California publishes robocar “intervention” reports – Google/Waymo is far ahead - ivank
http://ideas.4brad.com/california-publishes-robocar-intervention-reports-google-waymo-so-far-ahead-its-ridiculous
======
Fricken
It's very early in the game for most of Waymo's competitors, and next year's
disengagement reports will be more telling, as it will give us an indication
as to the rate of progress being made by the various players in this race.

GM's Cruise appears to be on a solid trajectory.

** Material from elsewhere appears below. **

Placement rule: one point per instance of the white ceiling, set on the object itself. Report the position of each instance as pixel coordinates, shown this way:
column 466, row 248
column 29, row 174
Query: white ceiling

Tesla appears to be in a state of clusterfuck. They made the committed
decision to build expensive sensor suites and a PX drive 2 computer worth 'a
few thousand dollars' (according to Jen-Hsun Huang) into every new Tesla. This
marries Tesla to an incremental development approach that certainly good for
generating excitement and engaging users near term, but the holy grail is L4,
and Tesla is putting a whole bunch of unnecessary obstacles between themselves
and that longer term objective.

So long as it isn't safety critical, it isn't hard to demonstrate impressive
proof of concept, but what is clear by Waymo's gigantic numbers is that
mopping up those last remaining edge cases and validating their system against
them is actually a monstrous undertaking. Not impossible, just really hard.
The closer you get to the finish line, the harder it gets.

So my guess is that whatever progress Tesla makes with HW2, they will have to
set up a separate dedicated division for testing and validating a proper L4
vehicle if they wish to keep pace with the rest of the peloton. Every other
big player has abandoned any notion of taking an incremental approach towards
full _robotaxi-grade_ autonomy for good reasons.